[15:05:15] <McSinyx[m]> pradyunsg: after some (not as much as I wish) reading, I figured that handling dependency resolve is probably too much for me at the moment
[15:05:45] <McSinyx[m]> however, I still want to work on parallel downloading and possibly build and installation
[15:08:14] <McSinyx[m]> my plan is to modularize the current collect/download codebase, then plug in aiohttp for python3, while keeping it the same for python2
[15:09:41] <McSinyx[m]> that'll only handle downloading (and maybe installation), for building probably we'll need to use thread
[15:10:04] <McSinyx[m]> I'll try to draft a proposal to make the plan clearer; my main concern is still with if i can separate the networking part from the dependency resolve to make it (networking) async
[15:11:29] <McSinyx[m]> moreover, it will depends on the dep. resolve algorithm to make the parallel downloading an atual enhancement
[15:12:13] <McSinyx[m]> nevertheless, it's still something I'd consider really interesting and wish to (carefully) play with in the next few months
[15:15:11] <pradyunsg> McSinyx[m]: hi there! So, I spent some time thinking about this yesterday. And...
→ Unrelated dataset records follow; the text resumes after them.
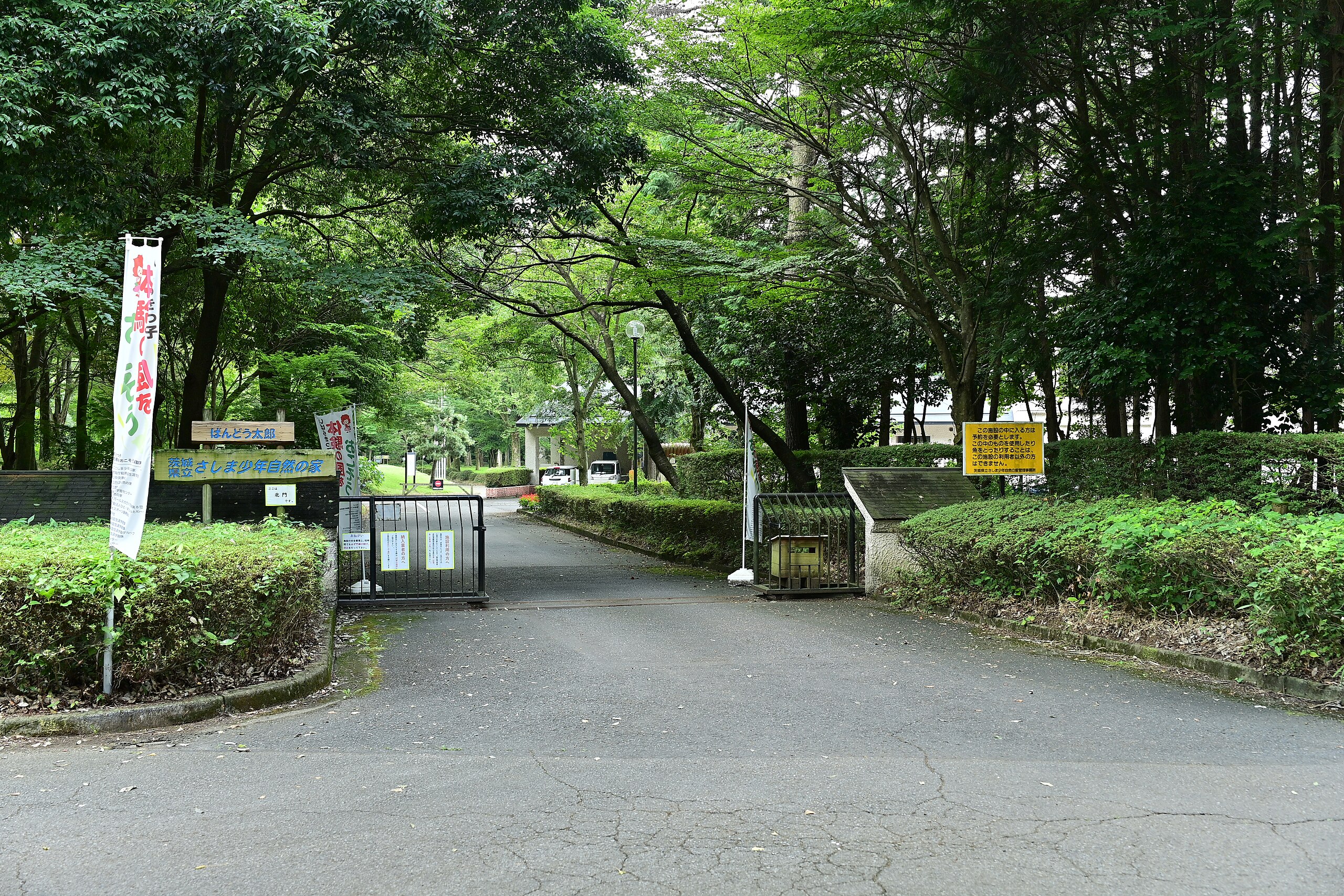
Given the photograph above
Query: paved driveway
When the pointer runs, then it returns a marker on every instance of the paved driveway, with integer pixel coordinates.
(697, 745)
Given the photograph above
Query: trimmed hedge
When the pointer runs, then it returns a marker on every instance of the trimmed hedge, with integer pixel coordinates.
(498, 477)
(201, 604)
(1299, 471)
(1294, 471)
(704, 532)
(718, 475)
(1156, 558)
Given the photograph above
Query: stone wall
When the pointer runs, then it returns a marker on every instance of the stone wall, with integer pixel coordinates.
(78, 496)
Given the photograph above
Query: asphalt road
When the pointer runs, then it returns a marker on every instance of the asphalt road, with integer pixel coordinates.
(686, 743)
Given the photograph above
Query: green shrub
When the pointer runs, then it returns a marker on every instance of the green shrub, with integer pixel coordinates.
(1285, 573)
(707, 532)
(200, 602)
(498, 477)
(1300, 471)
(718, 475)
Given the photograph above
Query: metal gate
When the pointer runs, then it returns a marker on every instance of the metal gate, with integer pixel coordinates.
(413, 551)
(807, 544)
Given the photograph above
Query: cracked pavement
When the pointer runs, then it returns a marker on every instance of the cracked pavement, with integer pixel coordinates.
(722, 746)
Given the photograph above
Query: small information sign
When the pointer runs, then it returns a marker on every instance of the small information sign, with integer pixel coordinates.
(397, 551)
(1003, 449)
(281, 495)
(238, 465)
(440, 553)
(355, 542)
(230, 431)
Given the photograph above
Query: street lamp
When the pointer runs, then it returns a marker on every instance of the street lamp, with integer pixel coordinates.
(635, 330)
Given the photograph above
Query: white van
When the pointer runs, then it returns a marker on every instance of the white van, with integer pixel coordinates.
(603, 472)
(561, 476)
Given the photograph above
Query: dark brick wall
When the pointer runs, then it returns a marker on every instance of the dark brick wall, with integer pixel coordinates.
(82, 495)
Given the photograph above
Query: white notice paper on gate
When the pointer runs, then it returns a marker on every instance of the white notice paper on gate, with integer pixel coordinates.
(438, 550)
(355, 541)
(397, 551)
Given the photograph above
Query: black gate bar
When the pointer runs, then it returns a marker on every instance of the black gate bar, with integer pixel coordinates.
(413, 586)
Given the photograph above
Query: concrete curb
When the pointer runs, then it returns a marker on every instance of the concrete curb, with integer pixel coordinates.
(617, 543)
(315, 676)
(1221, 669)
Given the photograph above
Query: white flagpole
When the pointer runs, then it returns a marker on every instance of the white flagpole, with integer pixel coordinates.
(745, 575)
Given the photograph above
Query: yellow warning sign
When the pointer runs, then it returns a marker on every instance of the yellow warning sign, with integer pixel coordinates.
(999, 449)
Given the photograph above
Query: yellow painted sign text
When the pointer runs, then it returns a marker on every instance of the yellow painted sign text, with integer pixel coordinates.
(1003, 449)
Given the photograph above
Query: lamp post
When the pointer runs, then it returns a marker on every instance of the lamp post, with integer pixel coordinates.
(635, 330)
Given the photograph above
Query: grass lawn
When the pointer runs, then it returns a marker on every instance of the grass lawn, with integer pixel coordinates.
(394, 483)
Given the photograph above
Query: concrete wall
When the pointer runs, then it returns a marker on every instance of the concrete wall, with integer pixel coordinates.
(885, 556)
(77, 496)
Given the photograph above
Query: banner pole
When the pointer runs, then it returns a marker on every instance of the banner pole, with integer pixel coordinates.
(108, 633)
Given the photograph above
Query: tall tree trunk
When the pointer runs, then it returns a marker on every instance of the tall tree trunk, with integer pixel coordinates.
(42, 370)
(796, 429)
(1162, 406)
(885, 416)
(802, 477)
(996, 381)
(1113, 405)
(23, 433)
(908, 422)
(197, 381)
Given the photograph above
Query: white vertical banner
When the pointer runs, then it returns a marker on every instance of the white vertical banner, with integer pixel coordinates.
(135, 387)
(750, 486)
(337, 431)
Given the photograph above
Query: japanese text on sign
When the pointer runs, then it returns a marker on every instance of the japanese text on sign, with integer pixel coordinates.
(187, 468)
(1003, 449)
(241, 433)
(438, 550)
(397, 551)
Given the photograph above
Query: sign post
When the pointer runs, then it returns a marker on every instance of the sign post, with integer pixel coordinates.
(1003, 449)
(135, 387)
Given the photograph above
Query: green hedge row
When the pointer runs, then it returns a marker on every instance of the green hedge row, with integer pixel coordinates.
(704, 532)
(498, 477)
(1285, 573)
(200, 602)
(1294, 471)
(1301, 472)
(718, 475)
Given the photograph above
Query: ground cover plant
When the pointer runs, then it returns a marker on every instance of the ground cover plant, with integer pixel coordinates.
(496, 477)
(203, 608)
(701, 532)
(1272, 583)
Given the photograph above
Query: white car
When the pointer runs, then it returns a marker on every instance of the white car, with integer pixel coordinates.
(561, 476)
(601, 472)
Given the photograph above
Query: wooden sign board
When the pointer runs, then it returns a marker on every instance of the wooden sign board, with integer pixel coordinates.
(1003, 449)
(246, 431)
(244, 465)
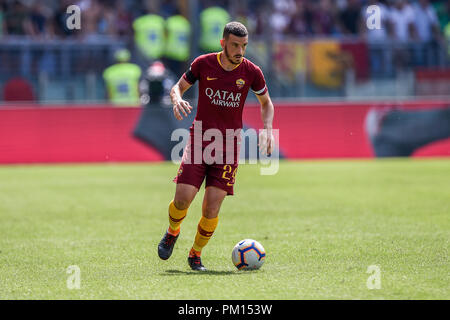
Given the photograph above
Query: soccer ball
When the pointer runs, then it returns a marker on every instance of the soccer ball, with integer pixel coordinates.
(248, 254)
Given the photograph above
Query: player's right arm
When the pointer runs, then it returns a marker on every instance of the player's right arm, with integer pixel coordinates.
(180, 106)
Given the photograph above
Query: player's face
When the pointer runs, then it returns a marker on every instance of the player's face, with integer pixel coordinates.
(234, 48)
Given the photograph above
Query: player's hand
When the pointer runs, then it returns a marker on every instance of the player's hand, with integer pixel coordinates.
(181, 107)
(266, 141)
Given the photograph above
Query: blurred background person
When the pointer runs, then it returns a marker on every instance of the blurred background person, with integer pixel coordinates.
(177, 49)
(122, 80)
(212, 21)
(150, 36)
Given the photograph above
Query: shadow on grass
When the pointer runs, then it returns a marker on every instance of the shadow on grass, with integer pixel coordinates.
(208, 272)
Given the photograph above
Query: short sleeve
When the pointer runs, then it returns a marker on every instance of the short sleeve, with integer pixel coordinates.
(259, 83)
(193, 73)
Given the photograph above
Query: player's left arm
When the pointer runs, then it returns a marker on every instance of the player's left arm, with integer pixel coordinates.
(267, 113)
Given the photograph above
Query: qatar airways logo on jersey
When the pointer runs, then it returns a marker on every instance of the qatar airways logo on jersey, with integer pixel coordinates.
(223, 98)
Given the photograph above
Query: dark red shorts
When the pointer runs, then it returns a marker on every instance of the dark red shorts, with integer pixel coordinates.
(221, 175)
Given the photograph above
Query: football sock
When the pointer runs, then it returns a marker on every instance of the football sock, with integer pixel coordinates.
(176, 216)
(205, 231)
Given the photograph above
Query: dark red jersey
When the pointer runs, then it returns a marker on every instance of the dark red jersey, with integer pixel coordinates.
(222, 93)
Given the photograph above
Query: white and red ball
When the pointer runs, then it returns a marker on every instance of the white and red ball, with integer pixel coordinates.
(248, 254)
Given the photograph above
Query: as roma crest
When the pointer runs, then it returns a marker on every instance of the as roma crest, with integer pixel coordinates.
(240, 83)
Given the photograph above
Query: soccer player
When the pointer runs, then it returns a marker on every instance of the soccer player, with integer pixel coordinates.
(224, 81)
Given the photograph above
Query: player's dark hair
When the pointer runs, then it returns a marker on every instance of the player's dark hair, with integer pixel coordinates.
(235, 28)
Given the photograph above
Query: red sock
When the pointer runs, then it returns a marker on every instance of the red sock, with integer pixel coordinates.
(193, 253)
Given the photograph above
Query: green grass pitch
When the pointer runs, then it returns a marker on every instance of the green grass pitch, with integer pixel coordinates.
(322, 223)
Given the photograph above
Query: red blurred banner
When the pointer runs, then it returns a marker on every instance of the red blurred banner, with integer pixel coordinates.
(65, 134)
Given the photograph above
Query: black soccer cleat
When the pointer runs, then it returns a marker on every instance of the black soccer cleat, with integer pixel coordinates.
(165, 246)
(196, 263)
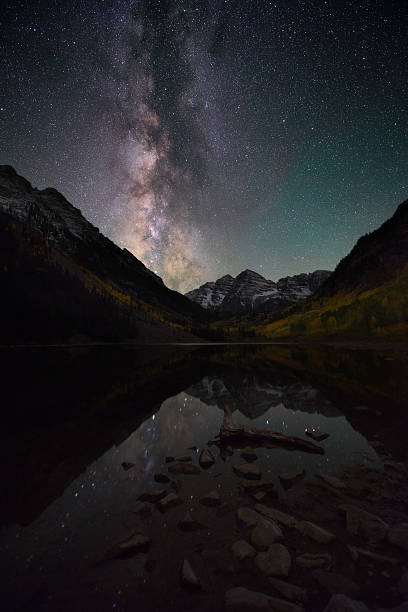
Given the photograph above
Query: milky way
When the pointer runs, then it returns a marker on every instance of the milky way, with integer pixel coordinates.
(210, 137)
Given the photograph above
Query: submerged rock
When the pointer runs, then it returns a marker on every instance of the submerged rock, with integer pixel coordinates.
(368, 554)
(276, 515)
(250, 471)
(211, 499)
(152, 495)
(161, 478)
(176, 485)
(206, 459)
(363, 523)
(265, 533)
(183, 468)
(240, 599)
(333, 481)
(316, 435)
(314, 560)
(342, 603)
(316, 533)
(249, 454)
(290, 591)
(257, 489)
(189, 524)
(188, 577)
(288, 478)
(242, 550)
(170, 501)
(336, 583)
(248, 517)
(275, 561)
(137, 543)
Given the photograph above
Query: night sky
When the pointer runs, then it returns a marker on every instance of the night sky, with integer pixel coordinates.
(210, 137)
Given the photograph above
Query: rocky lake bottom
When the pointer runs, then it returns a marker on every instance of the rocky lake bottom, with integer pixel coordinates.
(120, 493)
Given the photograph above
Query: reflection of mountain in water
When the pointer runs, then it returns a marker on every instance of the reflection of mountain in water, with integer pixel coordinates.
(253, 395)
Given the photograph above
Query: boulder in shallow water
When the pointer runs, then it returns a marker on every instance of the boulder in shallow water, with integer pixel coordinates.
(314, 560)
(336, 583)
(316, 435)
(183, 468)
(276, 515)
(170, 501)
(240, 599)
(189, 524)
(137, 543)
(211, 499)
(265, 533)
(188, 577)
(316, 533)
(342, 603)
(163, 478)
(243, 550)
(247, 517)
(152, 495)
(290, 591)
(289, 477)
(250, 471)
(363, 523)
(333, 481)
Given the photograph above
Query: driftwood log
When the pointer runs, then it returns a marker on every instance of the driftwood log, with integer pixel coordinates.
(236, 433)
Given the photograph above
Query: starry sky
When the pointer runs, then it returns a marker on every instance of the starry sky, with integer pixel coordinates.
(208, 137)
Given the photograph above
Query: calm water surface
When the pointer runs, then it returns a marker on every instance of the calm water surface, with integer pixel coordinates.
(77, 415)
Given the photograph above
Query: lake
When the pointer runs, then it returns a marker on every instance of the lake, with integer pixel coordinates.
(86, 431)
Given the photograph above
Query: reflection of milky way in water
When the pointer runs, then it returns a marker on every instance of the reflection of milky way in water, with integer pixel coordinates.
(97, 509)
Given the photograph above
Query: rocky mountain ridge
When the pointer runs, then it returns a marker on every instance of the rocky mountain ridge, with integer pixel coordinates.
(250, 292)
(64, 278)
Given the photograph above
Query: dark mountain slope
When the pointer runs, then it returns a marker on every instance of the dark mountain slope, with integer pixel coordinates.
(367, 294)
(375, 258)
[15:17:16] <pradyunsg> I think it would make sense to have a different, smaller-in-scope goal for the GSoC project.
[15:18:37] <pradyunsg> Like, we want to parallelize downloads in pip install, but that's the eventual goal. For now, we're going to do this other thing "X", and we'll make progress toward eventual goal with it.
[15:19:21] <pradyunsg> In other words, don't make "pip install will do things in parallel where possible a goal of the project proposal.
[15:20:03] <McSinyx[m]> how can I know what X is, is it by analysing the final goal for the requirements?
[15:20:47] <pradyunsg> That's the part I'm not sure about.
[15:21:20] <McSinyx[m]> I get what you're saying, but I don't get what I should do
[15:22:16] <McSinyx[m]> *pip install will do things in parallel where possible* is probably too much, but how about *pip download things in parallel where possible*?
[15:23:20] <McSinyx[m]> in your opinion, how should (approx) the scope be?
[15:25:07] <pradyunsg> I've not looked at pip's download code in a while... But extrapolating from my GSoC experience and picking from what you've said above, making the code modular in itself might end up being enough as a GSoC project? And, have stretch goals be the next tasks, that could be done if, like, the refactoring does in fact end up being easy.
[15:26:11] <pradyunsg> Basically, have a "core" project, that's ~8 weeks of work in your opinion, and then have stretch goals that'd probably also take ~8 weeks.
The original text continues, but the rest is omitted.